I am still dealing with broken teeth. I am eating just soft foods. I have a checkup with my endodontist this week and I'm terrified he'll need to redo the root canal. I am trying not to think about it if I am honest. The good hens of this farm are laying well and the chicks I raised to add to the flock are outside now - being scrappy CAF hens like the should. I have all the scrambled eggs I could eat.  I am grateful I am not in pain.

I wrote yesterday on Twitter that the problem with always figuring things out is eventually everyone assumes you'll always figure things out. That even if every month is a white-knuckled struggle the fact you keep doing it is all the proof they need to not worry about you. I get more messages saying "I'm sure you'll be fine!" than I care to admit. These are worse than messages where people urge me to throw in the towel, at least those people are being realistic about how dire things are. Even the guy who wrote to tell me it was pointless getting root canals if you can't cap them because you'll lose the teeth meant well.

I feel like people that send me the most panic-inducing emails are the ones that don't have to worry about being home alone all night, or have a regular checks coming in. Guys if your advice is "Oh well, you're screwed" it's okay to keep it to yourselves...

So on this Sunday I am trying to figure out what I can figure out. I have plants in the ground, a lamb to bottle feed, and feelers out for more. I have a mortgage and livestock to raise. I have a mission to wake up to and fight to keep every morning. And this bit of luck - the hay trade and new lamb - these things bring in a fresh wind of confidence. Not the kind of arrogance that assumes I'll be okay - but a rung on the ladder out of panic.

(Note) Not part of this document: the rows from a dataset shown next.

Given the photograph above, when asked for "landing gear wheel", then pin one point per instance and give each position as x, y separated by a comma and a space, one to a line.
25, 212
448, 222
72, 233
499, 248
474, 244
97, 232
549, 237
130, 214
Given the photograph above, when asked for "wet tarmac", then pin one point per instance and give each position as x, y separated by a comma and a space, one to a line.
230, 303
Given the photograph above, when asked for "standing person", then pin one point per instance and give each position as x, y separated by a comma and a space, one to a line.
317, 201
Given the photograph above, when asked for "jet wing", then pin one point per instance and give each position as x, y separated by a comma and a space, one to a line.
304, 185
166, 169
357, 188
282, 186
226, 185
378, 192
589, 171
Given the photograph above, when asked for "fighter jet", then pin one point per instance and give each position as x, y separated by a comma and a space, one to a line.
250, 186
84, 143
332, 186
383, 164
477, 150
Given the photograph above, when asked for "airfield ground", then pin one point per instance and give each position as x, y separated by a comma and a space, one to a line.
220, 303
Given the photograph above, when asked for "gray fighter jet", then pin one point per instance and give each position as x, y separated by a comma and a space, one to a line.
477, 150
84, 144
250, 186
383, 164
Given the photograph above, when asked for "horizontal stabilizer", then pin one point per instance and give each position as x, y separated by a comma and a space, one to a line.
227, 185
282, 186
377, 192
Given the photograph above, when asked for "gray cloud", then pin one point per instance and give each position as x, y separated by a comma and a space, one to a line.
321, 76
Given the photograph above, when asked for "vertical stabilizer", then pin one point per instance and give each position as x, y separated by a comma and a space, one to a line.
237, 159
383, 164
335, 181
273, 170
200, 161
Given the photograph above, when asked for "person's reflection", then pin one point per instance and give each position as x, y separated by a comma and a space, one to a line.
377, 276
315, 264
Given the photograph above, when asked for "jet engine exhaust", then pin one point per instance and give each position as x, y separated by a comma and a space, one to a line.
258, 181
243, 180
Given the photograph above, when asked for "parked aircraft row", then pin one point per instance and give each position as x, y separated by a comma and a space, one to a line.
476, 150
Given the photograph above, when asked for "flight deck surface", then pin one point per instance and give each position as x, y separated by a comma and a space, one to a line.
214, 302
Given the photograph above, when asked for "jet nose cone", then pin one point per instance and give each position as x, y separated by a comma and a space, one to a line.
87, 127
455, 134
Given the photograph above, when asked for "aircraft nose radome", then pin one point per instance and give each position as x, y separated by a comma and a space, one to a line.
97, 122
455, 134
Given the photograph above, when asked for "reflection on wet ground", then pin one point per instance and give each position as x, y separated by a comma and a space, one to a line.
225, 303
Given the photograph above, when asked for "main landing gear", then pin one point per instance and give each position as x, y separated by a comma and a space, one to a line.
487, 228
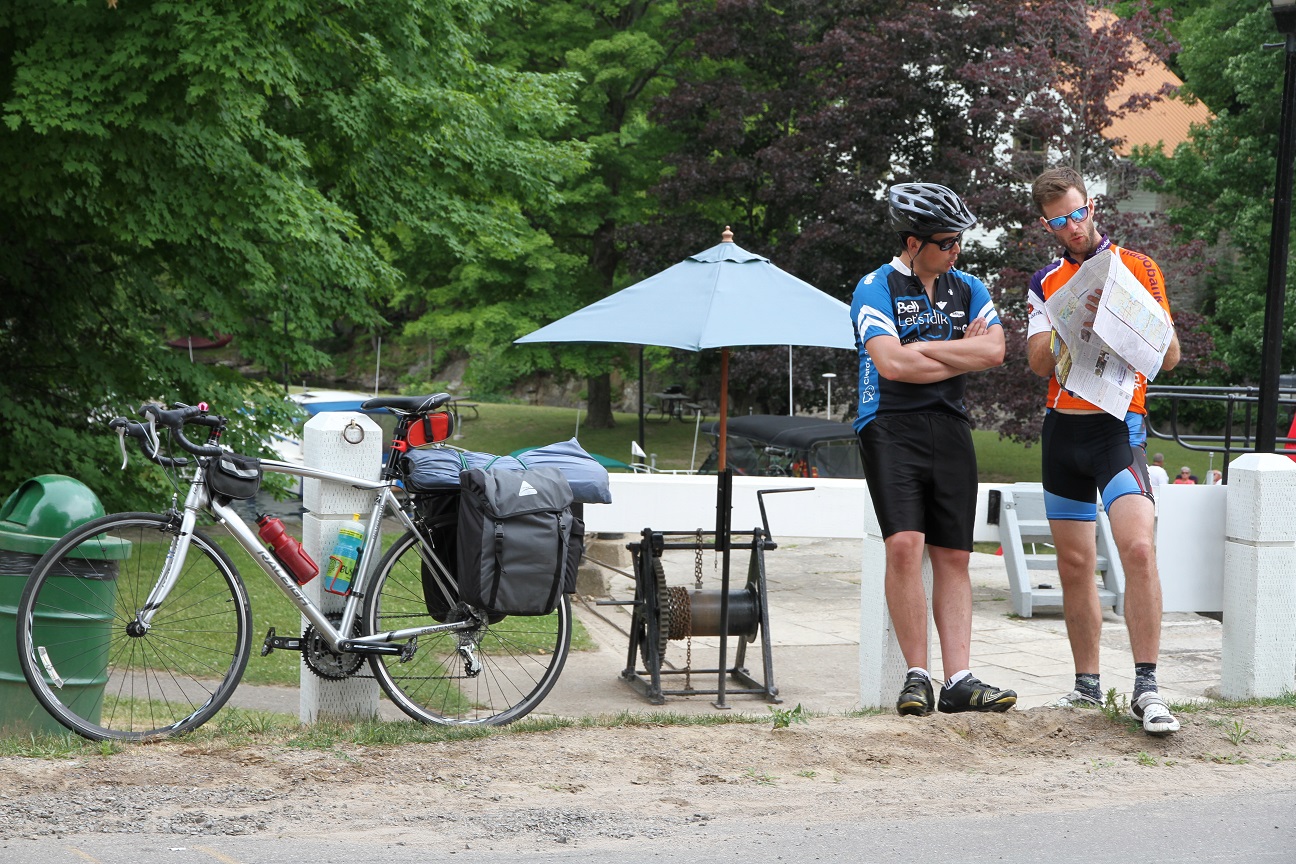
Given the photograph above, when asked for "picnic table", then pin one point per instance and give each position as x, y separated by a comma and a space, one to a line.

If you are out there and can support this farm, please do. I need the help. Holy Crow, do I ever. This year has been the hardest and I just want to get through each month, I'm fine with it being hard I just need to know I'll be okay.

If you want to: contribute to the writing or buy some soap or artwork. And if money is out of the question because your as up against it as I am - send a nice word of encouragement via email or on socials. I always ask for that during rough times because I need it. I need it as much as I need to make sales. Maybe one or two of you will do so, and when that happens the world seems kinder and the readership feels realer and I feel so much less scared.

Thank you for reading. I hope this spring leads to something better. I am getting there slowly with this hay and lamb and some planting. Fingers crossed and hands dirty in hope.